Integration

Integration with an existing Cassandra cluster

Elassandra includes a modified version of Cassandra, available at strapdata-cassandra repro, so all nodes of a cluster should run Elassandra binaries. However, you can start a node with or without the Elasticsearch support. Obviously, all nodes of a datacenter should run Cassandra only or Cassandra with Elasticsearch.

Rolling upgrade from Cassandra to Elassandra

Before starting any Elassandra node with Elasticsearch enabled, do a rolling replace of the Cassandra binaries with the Elassandra ones. For each node :

  • Install Elassandra.
  • Replace the Elassandra configuration files (cassandra.yaml and snitch configuration file) with the ones from your existing cluster.
  • Bind the Elassandra data folder to the existing Cassandra data folder
  • Stop your Cassandra node.
  • Restart Cassandra elassandra bin/cassandra or Cassandra with Elasticsearch enabled elassandra bin/cassandra -e

Create a new Elassandra datacenter

The overall procedure is similar to the Cassandra one described in Adding a datacenter to a cluster.
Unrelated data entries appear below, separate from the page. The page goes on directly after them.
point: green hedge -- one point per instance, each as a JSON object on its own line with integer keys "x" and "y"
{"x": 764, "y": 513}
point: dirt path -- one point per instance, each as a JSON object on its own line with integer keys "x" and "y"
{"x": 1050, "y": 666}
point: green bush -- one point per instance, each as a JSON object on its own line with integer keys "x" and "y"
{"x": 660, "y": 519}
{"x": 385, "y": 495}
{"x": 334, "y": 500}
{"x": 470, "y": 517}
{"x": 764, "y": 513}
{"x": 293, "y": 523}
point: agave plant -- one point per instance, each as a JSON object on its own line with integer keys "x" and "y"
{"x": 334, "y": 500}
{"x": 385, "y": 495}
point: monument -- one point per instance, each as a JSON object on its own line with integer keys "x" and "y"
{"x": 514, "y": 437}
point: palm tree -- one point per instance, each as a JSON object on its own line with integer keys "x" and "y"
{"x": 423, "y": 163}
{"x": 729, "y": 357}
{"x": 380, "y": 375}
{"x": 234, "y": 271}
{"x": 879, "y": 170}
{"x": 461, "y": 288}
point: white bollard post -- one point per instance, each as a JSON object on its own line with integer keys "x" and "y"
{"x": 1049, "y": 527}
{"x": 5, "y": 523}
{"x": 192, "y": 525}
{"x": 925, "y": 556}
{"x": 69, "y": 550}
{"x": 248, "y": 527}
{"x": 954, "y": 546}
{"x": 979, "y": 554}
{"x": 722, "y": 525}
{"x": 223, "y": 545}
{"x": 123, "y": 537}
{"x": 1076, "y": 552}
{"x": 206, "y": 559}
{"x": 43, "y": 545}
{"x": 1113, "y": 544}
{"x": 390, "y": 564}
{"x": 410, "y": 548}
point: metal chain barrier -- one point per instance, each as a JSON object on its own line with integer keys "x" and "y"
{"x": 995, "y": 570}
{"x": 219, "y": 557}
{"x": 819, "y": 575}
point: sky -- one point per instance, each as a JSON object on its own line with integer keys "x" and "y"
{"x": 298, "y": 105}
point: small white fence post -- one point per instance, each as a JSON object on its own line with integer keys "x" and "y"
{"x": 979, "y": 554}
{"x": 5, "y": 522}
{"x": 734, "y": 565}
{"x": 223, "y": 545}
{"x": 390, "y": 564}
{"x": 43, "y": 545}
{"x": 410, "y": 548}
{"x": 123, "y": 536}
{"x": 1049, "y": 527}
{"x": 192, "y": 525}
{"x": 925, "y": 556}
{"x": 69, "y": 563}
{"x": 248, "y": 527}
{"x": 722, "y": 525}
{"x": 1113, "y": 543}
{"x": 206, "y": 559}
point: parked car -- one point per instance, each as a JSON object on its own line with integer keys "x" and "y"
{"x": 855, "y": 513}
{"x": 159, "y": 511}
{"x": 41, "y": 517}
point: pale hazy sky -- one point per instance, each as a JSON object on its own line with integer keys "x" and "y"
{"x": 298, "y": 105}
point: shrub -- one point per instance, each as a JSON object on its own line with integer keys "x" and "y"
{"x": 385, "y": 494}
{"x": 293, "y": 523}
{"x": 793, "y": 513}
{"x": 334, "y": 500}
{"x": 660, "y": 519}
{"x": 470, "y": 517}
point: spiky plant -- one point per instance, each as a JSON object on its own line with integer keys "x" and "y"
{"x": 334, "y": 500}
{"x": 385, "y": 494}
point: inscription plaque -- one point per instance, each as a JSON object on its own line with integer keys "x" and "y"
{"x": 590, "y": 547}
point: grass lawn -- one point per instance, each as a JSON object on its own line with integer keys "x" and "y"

For each node in your new datacenter :

  • Install Elassandra.
  • Set auto_bootstrap: false in your conf/cassandra.yaml.
  • Start Cassandra-only nodes in your new datacenter and check that all nodes join the cluster.
bin/cassandra
  • Restart all nodes in your new datacenter with Elasticsearch enabled. You should see started shards but empty indices.
bin/cassandra -e
  • Set the replication factor of indexed keyspaces to one or more in your new datacenter.
  • Pull data from your existing datacenter.
nodetool rebuild <source-datacenter-name>

After rebuilding all of your new nodes, you should see the same number of documents for each index in your new and existing datacenters.

  • Set auto_bootstrap: true (default value) in your conf/cassandra.yaml
  • Create new Elasticsearch index or map some existing Cassandra tables.

Tip

If you need to replay this procedure for a node :

  • stop your node
  • nodetool removenode <id-of-node-to-remove>
  • clear data, commitlogs and saved_cache directories.

Installing Elasticsearch plugins

Elasticsearch plugin installation remains unchanged, see Elasticsearch plugin installation.

  • bin/plugin install <url>

Running Kibana with Elassandra

Kibana can run with Elassandra, providing a visualization tool for Cassandra and Elasticsearch data.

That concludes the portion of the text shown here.